My experience of growing up behind an ultra-hard border - that of the Iron Curtain - where people died for trying to cross it. Borders have haunted me all my life. And just as importantly - the people of the border as I started meeting them. They were inspiring because their experiences are important and timeless.
How did you research?
I travelled solo for extended periods of time in the border regions of the book. I sought out informal encounters and conversations with people, though I later also contacted experts in the field (such as the expert on East German fugitives along this border; an Ottomanist to help me with Turkish and archaic Turkish words). The rest of the research consisted of hunting down books on the many aspects of history and life in the regions I covered. These included subjects that I already knew something about but now had personal accounts of (Islam in the south-east Balkans; the murder of border fugitives along this border during the Cold War). There were also aspects of history and current life that I only learned about during the journey (the Metaxas Line, trade and traffic between border towns).
For anyone who wants to explore the subject further, which book(s) would you recommend?
On Soviet and post-soviet life, told first-hand - all the work of Svetlana Alexievich, Bulgarian Reportages in Absentia (The Truth That Killed) by Georgi Markov. On the south-east Balkans/ Communist and post-communist Bulgaria – East of the West by Miroslav Penkov, Shadowland by Elizabeth Kostova (fiction). Le sourire du chien by Dimana Trankova, just published in France. A richly compulsive novel that takes you on a terrifying and enlightening journey through post-communist Bulgaria, and also a journey through time all the way back to the Thracians.

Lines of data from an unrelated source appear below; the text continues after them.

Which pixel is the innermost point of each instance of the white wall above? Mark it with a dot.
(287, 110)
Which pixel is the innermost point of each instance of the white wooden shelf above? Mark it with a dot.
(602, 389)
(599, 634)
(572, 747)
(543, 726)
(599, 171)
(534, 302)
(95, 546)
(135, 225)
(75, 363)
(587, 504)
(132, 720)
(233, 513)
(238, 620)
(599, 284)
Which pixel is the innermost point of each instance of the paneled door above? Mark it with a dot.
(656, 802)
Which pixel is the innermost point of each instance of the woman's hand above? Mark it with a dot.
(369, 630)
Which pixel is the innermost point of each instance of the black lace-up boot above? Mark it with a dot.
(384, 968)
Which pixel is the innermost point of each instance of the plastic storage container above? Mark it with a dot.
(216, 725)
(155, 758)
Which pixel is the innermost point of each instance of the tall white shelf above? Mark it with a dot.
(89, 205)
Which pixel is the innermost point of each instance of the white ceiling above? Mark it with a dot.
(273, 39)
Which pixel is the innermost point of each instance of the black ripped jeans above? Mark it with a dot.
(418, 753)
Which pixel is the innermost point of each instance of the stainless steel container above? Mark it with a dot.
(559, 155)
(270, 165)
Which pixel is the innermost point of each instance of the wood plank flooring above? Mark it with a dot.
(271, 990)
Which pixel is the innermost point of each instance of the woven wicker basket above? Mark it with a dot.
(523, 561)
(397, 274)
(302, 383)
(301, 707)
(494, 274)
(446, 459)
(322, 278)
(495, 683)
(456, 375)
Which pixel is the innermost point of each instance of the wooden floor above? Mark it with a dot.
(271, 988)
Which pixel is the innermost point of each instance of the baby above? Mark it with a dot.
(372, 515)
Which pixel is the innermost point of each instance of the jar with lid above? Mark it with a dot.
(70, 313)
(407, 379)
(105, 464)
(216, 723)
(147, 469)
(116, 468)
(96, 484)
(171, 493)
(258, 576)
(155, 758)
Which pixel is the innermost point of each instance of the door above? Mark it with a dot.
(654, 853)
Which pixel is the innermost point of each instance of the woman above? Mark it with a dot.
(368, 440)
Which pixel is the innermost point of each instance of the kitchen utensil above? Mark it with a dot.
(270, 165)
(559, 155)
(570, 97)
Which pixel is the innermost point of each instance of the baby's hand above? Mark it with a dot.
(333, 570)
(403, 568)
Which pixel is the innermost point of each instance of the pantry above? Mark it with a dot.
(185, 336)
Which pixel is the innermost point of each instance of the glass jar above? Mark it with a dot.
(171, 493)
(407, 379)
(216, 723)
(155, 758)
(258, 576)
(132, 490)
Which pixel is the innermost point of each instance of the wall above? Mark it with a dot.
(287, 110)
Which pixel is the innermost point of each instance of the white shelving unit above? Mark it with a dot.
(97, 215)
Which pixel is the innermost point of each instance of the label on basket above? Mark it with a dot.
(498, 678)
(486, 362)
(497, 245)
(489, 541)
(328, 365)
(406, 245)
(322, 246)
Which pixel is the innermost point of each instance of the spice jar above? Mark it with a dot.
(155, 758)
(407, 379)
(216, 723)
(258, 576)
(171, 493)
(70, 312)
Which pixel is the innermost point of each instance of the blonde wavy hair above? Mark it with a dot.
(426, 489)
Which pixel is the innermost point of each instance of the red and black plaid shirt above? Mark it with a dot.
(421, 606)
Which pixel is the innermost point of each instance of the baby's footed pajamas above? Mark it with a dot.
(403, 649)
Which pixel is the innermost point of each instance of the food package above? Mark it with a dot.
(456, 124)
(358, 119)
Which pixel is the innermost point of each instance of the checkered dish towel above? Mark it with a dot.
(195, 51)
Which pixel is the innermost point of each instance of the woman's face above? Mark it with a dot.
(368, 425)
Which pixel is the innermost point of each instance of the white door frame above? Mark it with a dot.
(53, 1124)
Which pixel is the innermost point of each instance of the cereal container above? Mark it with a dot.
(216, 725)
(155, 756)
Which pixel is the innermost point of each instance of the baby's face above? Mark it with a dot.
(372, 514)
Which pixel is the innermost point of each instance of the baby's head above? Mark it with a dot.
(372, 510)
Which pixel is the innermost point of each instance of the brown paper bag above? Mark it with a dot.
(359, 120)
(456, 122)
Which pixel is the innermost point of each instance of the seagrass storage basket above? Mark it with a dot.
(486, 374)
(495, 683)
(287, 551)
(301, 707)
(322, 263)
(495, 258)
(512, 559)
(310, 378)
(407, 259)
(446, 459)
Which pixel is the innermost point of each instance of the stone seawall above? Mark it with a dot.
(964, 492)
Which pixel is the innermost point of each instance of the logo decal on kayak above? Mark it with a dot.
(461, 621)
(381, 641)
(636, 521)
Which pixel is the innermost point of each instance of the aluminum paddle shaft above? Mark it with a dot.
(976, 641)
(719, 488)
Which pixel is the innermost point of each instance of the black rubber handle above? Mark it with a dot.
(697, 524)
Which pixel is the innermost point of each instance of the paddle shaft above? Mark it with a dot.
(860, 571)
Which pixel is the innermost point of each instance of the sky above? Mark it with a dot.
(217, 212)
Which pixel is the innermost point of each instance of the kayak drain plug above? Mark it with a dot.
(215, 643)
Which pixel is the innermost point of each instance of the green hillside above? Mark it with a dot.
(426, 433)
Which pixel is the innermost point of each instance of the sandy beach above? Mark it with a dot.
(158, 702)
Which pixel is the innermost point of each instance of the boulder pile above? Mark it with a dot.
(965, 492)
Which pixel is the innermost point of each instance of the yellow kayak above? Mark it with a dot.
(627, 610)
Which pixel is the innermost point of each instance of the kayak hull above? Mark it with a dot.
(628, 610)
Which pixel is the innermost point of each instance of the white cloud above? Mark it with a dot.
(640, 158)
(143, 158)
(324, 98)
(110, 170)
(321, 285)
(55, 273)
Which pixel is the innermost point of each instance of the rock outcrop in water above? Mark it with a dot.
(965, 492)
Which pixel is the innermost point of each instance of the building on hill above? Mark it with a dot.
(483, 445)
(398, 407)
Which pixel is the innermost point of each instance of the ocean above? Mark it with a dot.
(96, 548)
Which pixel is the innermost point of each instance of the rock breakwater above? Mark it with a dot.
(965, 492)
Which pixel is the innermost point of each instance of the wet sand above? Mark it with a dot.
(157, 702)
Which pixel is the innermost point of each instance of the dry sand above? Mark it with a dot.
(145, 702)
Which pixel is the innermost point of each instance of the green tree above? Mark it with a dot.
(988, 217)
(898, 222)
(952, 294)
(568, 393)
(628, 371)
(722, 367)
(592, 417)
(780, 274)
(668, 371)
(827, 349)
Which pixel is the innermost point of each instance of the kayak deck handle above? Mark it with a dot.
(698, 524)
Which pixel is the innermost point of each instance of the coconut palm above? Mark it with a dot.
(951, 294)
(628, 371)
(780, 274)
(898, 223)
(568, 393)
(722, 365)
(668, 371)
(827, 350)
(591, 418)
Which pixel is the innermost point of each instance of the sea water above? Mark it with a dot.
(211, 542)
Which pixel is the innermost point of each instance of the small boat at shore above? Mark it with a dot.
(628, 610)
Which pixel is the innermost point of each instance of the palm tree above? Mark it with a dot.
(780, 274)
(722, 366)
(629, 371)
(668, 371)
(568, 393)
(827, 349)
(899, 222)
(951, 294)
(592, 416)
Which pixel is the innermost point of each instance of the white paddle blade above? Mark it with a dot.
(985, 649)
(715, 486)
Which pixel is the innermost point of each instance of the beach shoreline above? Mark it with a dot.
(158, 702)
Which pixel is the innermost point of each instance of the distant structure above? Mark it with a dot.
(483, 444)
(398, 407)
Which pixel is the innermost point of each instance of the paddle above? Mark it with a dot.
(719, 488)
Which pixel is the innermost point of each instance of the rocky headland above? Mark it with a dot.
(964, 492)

Did your perception of what ‘border’ means in today’s world change after writing the book?
Yes, in the sense that I began to grasp the complexity of the border spectrum and how quickly the status of a border can change. Wherever a hard border falls, there is a hopefulness about ourselves and others. Wherever a hard border appears, it is cemented with hatred and fear overtime. But its fate is to fall, eventually. That was a revelation: no border lasts forever.
And no - in the sense that it confirmed my intuitive understanding that hard borders of the kind that I'm writing about are fundamentally a stupid and backward invention. Their prolonged existence creates a society (or is the expression of such a society) where the oppressed and the oppressor miserably dwell. Life in the shadow of a hard border is a microcosm of a society turned not only on its neighbours, or perceived enemies or invaders, but most tellingly - on itself.
What are you working on next?
A book of non-fiction about the people of the two ancient lakes in Macedonia and Albania where my maternal family line originates - and about how we carry the past with us.